Fourteen Hundred Thousand & Mud
defunkt theater at the Back Door, 4319 SE Hawthorne, 481-2960, Thurs-Sat 8 pm, Sun 4 pm, through June 25, $8-15

Someone at defunkt theatre had a clever idea: present two stylistically different one-act plays with roughly similar themes, emphasize said stylistic differences, and in so doing, compel a comparison between the works that serves to reinforce the thematic connections. Sam Shepard's absurdist Fourteen Hundred Thousand is thus juxtaposed with the gritty realism of Maria Irene Fornes' Mud.

Fourteen Hundred Thousand describes the efforts of a husband and wife to build a bookshelf. The husband maintains that books, once read, may as well be discarded; the wife is passionately attached to her collection). The fundamental instability of both the bookshelf and their relationship presumably comments on how experience and communities are intertwined.

Mud is set in a one-room shack, where a young woman, Mae, lives with an illiterate, mildly retarded man named Lloyd. Mae's got big dreams, and she's trying to pull herself out of the "mud" of her fairly sordid existence by going to school and learning to read. When she meets Henry, she falls for him because she mistakes his book smarts for purity of spirit. Henry moves in, Lloyd gets jealous, and things go downhill pretty fast.

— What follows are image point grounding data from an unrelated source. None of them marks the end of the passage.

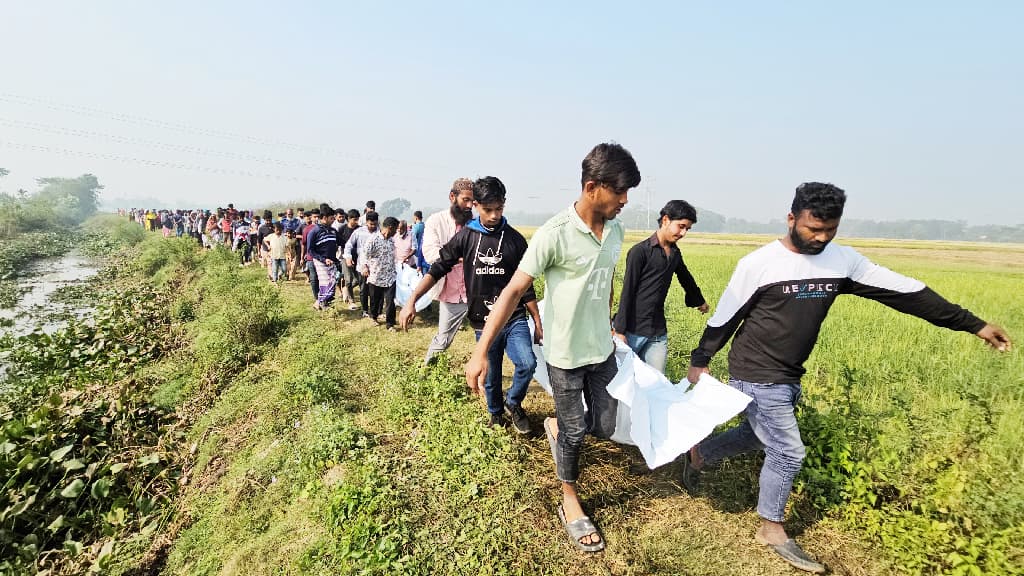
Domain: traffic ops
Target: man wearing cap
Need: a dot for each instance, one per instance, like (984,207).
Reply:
(439,228)
(307,260)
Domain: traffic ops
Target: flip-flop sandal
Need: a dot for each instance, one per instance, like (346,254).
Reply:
(552,442)
(578,529)
(690,478)
(792,552)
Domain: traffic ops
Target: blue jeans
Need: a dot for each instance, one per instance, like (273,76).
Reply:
(278,268)
(770,424)
(313,281)
(652,350)
(569,388)
(515,340)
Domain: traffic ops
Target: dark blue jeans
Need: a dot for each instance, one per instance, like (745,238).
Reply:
(771,425)
(515,340)
(313,281)
(570,388)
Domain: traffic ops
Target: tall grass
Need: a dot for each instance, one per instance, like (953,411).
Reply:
(316,445)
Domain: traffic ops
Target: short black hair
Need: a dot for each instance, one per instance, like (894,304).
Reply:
(612,165)
(488,190)
(823,200)
(678,210)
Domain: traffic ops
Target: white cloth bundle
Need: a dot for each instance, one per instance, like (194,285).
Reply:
(406,283)
(660,418)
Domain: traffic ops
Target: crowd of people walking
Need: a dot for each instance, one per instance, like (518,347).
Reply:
(481,269)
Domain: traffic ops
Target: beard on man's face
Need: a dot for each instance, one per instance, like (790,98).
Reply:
(461,216)
(805,247)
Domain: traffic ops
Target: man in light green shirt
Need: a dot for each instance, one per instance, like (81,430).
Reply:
(576,251)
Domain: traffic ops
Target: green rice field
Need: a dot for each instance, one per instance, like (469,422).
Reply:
(323,447)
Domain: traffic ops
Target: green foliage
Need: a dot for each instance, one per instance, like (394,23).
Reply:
(24,248)
(232,324)
(124,331)
(72,200)
(923,525)
(397,207)
(82,468)
(82,447)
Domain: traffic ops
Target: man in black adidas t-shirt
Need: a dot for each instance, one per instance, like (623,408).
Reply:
(775,302)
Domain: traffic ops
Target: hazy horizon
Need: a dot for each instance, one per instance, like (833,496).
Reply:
(912,108)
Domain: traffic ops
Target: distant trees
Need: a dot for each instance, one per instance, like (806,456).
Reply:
(397,207)
(72,199)
(59,202)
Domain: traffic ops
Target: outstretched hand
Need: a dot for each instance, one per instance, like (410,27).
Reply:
(407,316)
(995,336)
(693,374)
(476,372)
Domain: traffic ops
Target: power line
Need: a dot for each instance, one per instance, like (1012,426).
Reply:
(195,167)
(180,127)
(60,130)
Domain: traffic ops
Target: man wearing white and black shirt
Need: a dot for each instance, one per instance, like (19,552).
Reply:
(775,302)
(649,268)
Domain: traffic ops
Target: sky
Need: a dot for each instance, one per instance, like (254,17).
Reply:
(913,108)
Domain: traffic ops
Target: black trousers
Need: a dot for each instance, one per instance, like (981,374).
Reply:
(381,296)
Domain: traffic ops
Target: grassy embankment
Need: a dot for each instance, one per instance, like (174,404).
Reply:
(335,453)
(313,443)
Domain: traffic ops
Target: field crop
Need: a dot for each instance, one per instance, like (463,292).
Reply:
(316,444)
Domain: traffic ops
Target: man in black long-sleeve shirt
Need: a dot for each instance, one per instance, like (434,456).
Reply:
(649,268)
(775,302)
(489,250)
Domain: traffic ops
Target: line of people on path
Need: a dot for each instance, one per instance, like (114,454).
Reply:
(482,270)
(774,305)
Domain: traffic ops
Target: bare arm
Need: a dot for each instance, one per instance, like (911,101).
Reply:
(535,313)
(408,313)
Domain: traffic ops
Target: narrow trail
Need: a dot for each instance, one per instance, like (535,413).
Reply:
(651,526)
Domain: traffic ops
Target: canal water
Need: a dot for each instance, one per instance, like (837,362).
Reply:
(38,283)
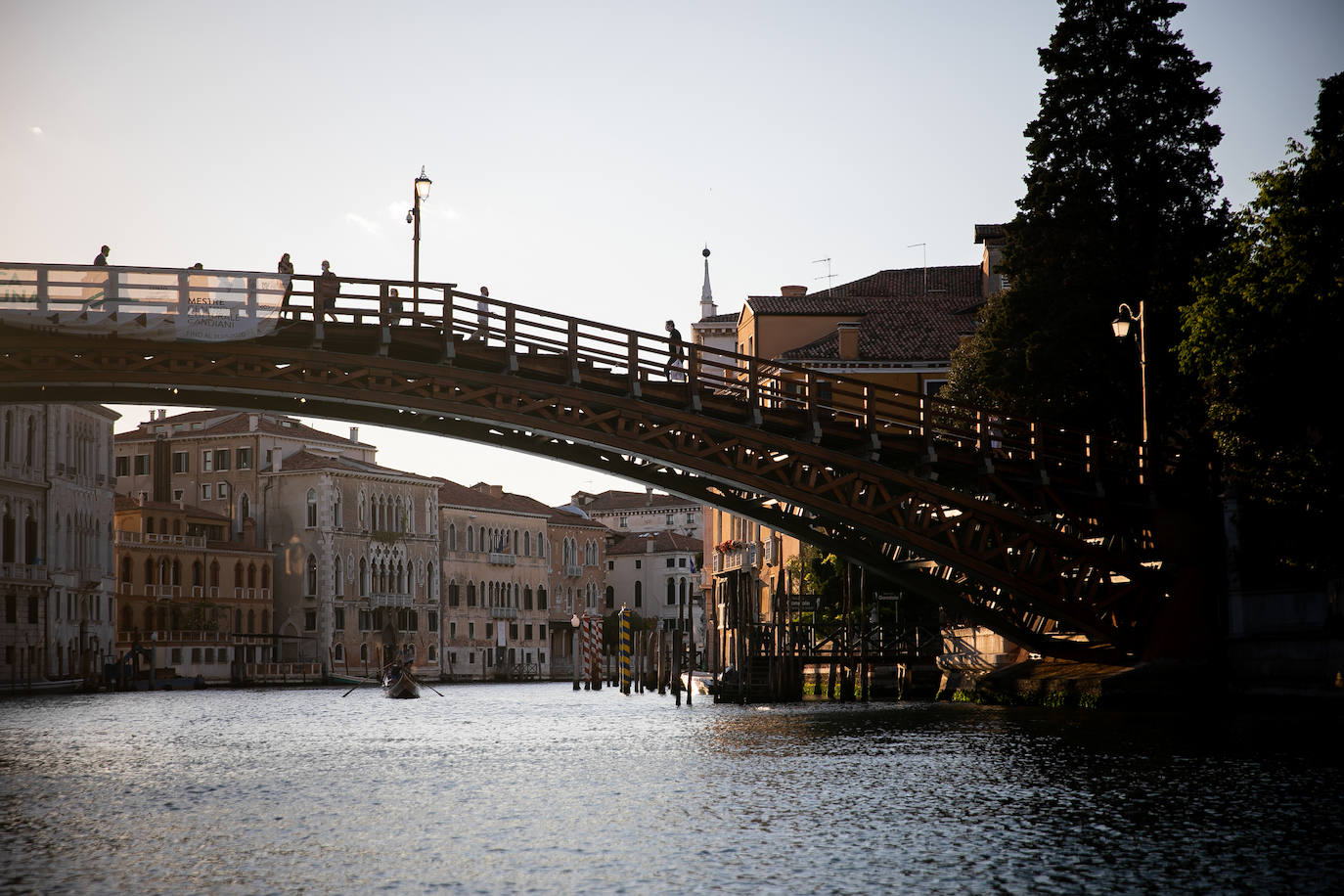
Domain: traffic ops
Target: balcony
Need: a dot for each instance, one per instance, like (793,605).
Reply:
(160,540)
(23,571)
(744,557)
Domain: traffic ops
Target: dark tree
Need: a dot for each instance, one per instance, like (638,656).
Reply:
(1261,338)
(1120,204)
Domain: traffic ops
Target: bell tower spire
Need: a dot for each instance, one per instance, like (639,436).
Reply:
(707,306)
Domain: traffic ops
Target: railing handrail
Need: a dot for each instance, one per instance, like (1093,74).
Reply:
(764,383)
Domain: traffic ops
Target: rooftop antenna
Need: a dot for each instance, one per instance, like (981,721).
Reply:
(829,276)
(924,246)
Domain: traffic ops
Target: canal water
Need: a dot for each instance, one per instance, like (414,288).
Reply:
(536,788)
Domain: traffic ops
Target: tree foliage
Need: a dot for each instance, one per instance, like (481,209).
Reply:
(1120,203)
(1262,332)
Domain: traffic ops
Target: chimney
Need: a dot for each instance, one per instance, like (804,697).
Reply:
(848,334)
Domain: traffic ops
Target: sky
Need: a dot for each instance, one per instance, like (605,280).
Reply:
(582,154)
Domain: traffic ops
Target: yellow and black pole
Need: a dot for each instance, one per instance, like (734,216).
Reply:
(625,650)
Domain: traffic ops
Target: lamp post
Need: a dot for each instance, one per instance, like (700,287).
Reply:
(419,195)
(1121,327)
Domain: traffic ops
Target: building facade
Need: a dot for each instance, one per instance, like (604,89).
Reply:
(648,511)
(496,582)
(198,598)
(56,542)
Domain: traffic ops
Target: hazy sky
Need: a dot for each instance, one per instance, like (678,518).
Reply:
(582,154)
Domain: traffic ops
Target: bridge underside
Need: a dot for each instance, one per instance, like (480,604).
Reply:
(1008,551)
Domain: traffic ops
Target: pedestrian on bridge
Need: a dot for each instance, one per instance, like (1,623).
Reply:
(326,291)
(285,269)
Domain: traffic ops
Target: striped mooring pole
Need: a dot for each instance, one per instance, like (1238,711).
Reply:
(625,650)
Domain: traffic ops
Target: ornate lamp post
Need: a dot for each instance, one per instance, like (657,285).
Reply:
(420,195)
(1121,327)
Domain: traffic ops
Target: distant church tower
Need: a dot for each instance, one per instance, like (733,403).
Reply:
(707,306)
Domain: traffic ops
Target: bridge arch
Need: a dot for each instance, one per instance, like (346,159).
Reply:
(1013,522)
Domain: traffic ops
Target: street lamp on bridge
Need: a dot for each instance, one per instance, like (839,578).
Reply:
(1121,327)
(420,195)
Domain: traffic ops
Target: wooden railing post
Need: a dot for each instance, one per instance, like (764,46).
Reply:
(573,348)
(693,378)
(632,364)
(754,391)
(510,340)
(384,335)
(445,327)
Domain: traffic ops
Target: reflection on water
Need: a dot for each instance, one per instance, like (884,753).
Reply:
(541,788)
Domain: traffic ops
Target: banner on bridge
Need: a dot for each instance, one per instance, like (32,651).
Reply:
(141,302)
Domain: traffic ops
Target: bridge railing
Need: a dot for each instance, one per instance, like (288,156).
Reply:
(215,305)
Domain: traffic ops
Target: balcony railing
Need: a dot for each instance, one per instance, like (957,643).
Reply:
(161,540)
(739,558)
(381,600)
(23,571)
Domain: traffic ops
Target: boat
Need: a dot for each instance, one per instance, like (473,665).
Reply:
(399,681)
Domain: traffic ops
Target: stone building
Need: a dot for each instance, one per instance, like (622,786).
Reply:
(354,544)
(654,574)
(648,511)
(56,540)
(356,550)
(496,583)
(200,598)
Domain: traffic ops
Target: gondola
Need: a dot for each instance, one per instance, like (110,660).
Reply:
(399,681)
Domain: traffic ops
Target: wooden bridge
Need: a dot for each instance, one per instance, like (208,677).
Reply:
(1034,529)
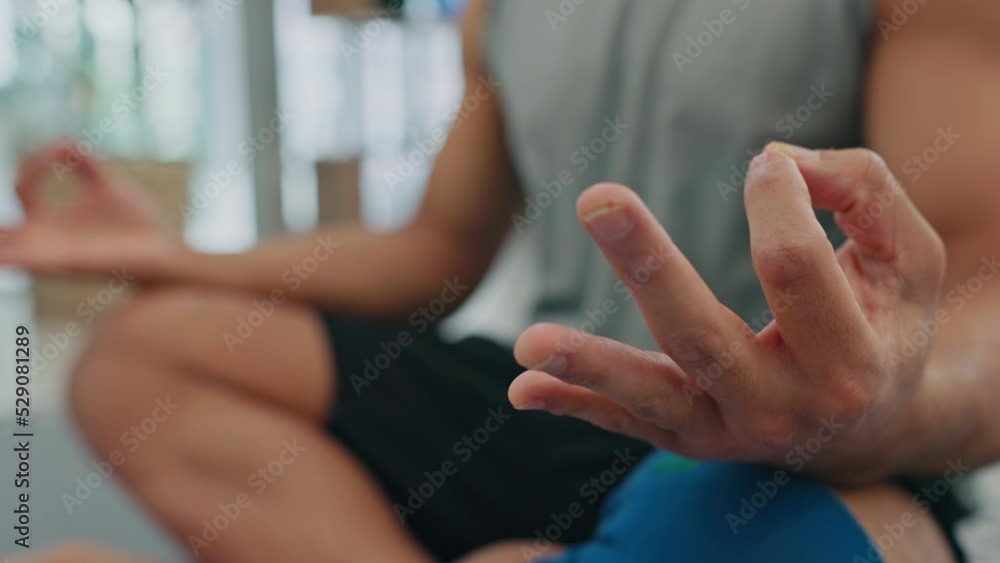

Pairing the high falutin' braininess of the Shepard piece with Fornes' visceral tale of redneck desperation was an inspired decision, but defunkt's execution doesn't quite do the concept justice. Ideally, the self-conscious intellectualism of Fourteen Hundred Thousand would highlight and reinforce Mud's simplicity, and vice versa. Instead, Fourteen feels strident and rushed, while the lighting technique used in Mud--flooding the stage with light as characters freeze between scenes, snapshot style--lends the whole piece a manipulative quality that undermines the "gritty realism" we talked about earlier. While both casts are certainly competent, there's a slapdash quality to the production as a whole that suggests another week or two in rehearsal might've helped. There's not much room for error when it comes to one-acts--either you have your audience at hello, or you'll never have them. defunkt, unfortunately, never quite had me--twice.